8 Comments leave one →
  1. betternotbroken permalink
    November 22, 2014 9:17 pm

    It was not your fault.

  2. November 23, 2014 3:53 pm

    Excellent post. Thank you for adding your considerable voice to the chorus! We miss it here!

  3. Vida permalink
    November 25, 2014 11:31 am

    This post is so deep and heavy on so many levels, Carol. I can imagine what it took for you to have written about your personal account in such a public way. Thank you for sharing and for shedding light on the painful realities of rape culture in doing that. I am so sorry for what you were put through. And yes– in NO way was this your fault. And to all other women who have gone through anything similar–it is NOT your fault.

  4. Anonymous permalink
    March 27, 2015 8:23 am

    I was raped this year and although I have the social justice background to know that it’s not my fault, I still can’t shake the feeling that it is. This helped me a lot and my day is feeling a little less shitty now. Thank you.

  5. April 20, 2015 2:20 am

    Survivors often struggle with notions of being “at fault” for their victimization. This type of self assigned blame can be seen even in the very young victims of pedophilia. One way to maybe make some sense of this can be to view that “at fault” feeling as something we’re wired for that…strangely enough…offers some hope that we have some control in situations where there was none.

    The terror and disorientation associated with feeling that we have no control over what happens to us is immense and terrifying…it just might be that this feeling of being at fault is a way that we have built into us that serves to counter…albeit inaccurately and inadequately…that profound and near annihilating comprehension that we are totally at the mercy of the world (and the beings in that world) around us. Maybe, in a limited and strange way, it’s a way we try to give ourselves some measure of solace and hope.

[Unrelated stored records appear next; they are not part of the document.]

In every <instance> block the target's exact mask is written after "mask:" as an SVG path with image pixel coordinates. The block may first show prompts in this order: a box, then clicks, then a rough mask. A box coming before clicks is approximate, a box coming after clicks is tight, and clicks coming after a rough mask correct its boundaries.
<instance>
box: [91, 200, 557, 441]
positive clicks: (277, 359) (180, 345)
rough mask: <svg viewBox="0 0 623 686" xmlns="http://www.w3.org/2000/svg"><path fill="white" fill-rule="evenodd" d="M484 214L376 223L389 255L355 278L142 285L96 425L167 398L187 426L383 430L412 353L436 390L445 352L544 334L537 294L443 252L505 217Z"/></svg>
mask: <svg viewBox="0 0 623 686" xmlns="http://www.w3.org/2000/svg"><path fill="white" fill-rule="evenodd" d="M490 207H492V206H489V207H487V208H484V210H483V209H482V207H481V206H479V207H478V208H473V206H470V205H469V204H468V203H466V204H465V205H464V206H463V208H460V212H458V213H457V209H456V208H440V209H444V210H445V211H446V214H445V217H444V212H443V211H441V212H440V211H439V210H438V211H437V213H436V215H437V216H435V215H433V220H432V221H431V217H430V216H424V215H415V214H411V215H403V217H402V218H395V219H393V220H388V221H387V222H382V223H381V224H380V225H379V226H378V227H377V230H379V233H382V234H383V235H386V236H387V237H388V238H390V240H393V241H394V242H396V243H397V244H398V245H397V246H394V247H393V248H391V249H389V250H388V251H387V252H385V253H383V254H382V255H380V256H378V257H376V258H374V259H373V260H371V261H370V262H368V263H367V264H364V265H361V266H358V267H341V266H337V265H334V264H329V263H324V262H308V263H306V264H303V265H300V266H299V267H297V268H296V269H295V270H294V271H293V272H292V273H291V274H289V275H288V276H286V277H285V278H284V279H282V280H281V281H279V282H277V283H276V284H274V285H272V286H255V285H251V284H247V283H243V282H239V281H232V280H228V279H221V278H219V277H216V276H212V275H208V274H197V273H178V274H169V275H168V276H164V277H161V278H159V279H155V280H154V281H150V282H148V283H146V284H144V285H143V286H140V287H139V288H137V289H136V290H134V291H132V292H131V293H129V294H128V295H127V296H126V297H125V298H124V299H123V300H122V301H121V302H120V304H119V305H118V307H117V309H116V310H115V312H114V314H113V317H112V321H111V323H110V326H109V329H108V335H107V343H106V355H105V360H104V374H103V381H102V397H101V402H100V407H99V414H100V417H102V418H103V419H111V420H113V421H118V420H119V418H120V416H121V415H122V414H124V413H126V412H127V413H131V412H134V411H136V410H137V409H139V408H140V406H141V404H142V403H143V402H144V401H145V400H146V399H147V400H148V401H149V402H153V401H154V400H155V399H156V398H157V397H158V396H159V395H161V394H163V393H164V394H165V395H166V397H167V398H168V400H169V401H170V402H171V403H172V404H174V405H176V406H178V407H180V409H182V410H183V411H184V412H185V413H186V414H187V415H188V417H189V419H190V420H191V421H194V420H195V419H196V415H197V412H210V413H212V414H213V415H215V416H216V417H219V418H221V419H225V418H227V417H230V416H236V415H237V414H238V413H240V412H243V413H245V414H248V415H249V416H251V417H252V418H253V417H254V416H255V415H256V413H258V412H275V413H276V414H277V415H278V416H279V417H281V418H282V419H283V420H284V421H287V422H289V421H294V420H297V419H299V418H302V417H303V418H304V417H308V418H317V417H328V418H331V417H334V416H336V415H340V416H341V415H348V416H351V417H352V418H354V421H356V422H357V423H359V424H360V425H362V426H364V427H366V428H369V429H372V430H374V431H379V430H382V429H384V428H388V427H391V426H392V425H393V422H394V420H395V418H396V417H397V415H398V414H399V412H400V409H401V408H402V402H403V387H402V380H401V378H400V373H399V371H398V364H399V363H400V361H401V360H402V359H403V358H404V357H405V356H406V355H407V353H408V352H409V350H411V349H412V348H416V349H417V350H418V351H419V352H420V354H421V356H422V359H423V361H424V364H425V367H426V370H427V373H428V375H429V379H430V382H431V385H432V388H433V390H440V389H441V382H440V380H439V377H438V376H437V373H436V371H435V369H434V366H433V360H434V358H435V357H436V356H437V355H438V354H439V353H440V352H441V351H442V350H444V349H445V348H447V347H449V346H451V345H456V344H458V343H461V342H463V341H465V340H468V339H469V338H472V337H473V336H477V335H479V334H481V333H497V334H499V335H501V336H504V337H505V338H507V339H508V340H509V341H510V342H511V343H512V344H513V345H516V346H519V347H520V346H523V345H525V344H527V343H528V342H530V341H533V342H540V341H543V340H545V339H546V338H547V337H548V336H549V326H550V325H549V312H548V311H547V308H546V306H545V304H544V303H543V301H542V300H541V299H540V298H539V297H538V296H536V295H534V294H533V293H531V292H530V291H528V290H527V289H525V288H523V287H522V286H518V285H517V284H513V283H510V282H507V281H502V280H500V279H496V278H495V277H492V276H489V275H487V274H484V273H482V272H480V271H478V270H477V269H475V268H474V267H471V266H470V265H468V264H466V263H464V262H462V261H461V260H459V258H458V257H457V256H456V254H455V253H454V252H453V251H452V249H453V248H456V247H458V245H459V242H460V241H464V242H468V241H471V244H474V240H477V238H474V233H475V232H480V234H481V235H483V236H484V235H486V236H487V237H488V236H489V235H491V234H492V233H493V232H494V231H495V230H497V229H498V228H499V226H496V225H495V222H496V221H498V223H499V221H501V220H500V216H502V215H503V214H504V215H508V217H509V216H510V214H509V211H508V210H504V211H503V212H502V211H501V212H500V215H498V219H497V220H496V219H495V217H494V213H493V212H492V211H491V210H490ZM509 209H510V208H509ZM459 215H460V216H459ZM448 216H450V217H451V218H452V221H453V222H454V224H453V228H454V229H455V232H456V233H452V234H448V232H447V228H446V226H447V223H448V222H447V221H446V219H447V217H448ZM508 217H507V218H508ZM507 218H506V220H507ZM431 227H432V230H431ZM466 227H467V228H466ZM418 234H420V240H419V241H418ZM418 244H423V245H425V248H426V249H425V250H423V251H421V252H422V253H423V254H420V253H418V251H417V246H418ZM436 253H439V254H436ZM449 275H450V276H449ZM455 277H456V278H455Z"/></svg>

    Part of the condition of living is dealing with the awareness that we can be overwhelmed and harmed by others…through no fault of our own. The harmers rarely take responsibility for their behaviors, opting instead, to pile on the victims and blame them. Never ever trust justifications from individuals or groups of individuals who articulate “reasons” for unnecessary violence or power trips. It is inevitably self-serving and distorted.

    I am sorry for your terror and your pain.

  6. proxii permalink
    April 24, 2015 11:15 am

    Thank you for this blog post, I learned some important things by reading it.

    I second what several other people have said, this event was definitely in no way your fault. I sincerely hope that you’re healing, mentally and physically. The world we’re living in has the deck stacked in mens’ favor and that’s not fair or right.

    It’s disturbing that MN State would not share the results without you agreeing to press charges… you must have been so frustrated. Putting myself in that situation I would have felt, “this happened to me, this is about me, I want MY results.” Another example of those in power showing that they’re really in charge. Did the state ever give their reasoning for not openly sharing your information?

    Best,

  7. Anonymous permalink
    October 25, 2015 12:52 pm

    I noticed you are friends with Rod Coronado on facebook. I don’t know if you’re aware but he is actually a rapist. The survivors account can be found online.

  8. sdghsfgsfsdf permalink
    May 1, 2021 11:16 pm

    It wasn’t Rachel Ziegler’s fault either you stupid ass cunt.